Résine EK-Away™

EKMax enterokinase is a clone of the catalytic subunit of enterokinase expressed in the yeast Pichia pastoris. The calculated molecular weight of the protein is 26.3 kDa, but it contains three sites for asparagine-linked glycosylation. The apparent molecular weight of 43 kDa is consistent with previous observations (LaVallie et al., 1993) and is assumed to be because of N-linked glycosylation.
Reference: LaVallie, E.R., Rehemtulla, A., Racie, L.A.,Diblasio, E.A., Ferenz, C., Grant, K.L. Light, A., and McCoy, J.M. (1993). Cloning and functional expression of a cDNA encoding the catalytic subunit of bovine enterokinase. J.Biol.Chem. 268, 23311-23317.

Enterokinase is active in buffers containing up to 1 mM DTT, 0.1% Triton X-100 detergent, 0.1% Tween 20 detergent, and 0.1% Thesit. It is recommended to have 10mM Tris pH 8.0 and 10 mM calcium chloride in the buffer. Enterokinase is inhibited by sodium chloride and SDS.

Freeze thaw has a minimal effect on the activity of Enterokinase. The addition of glycerol is not necessary but can make handling of the enzyme easier.

Enterokinase cleaves after the sequence (Asp)4-Lys.

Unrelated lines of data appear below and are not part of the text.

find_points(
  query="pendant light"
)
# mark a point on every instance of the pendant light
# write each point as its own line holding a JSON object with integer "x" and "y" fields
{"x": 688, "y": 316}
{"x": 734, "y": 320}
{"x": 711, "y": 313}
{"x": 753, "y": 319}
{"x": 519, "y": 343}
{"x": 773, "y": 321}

It has been proposed that the active center of enterokinase possesses a distinctive cationic subsite that binds -(Asp)4. Enterokinase is highly specific and tolerates very few changes to its recognition site. If the ionic charge of the recognition site is preserved, enterokinase will recognize the site, but the rate of hydrolysis of the peptide bond will be reduced (Light and Janska, 1989). The four aspartyl residues act as a signal for enterokinase cleavage. It has been reported that with only three aspartyl residues the rate of hydrolysis is reduced. Two aspartyl residues preceding the lysyl residue are the minimum number of acidic residues needed to maintain specificity (Maroux et al., 1971). Non-specific cleavage by enterokinase may occur in the cases described above, but this is usually alleviated by reducing the amount of enzyme used.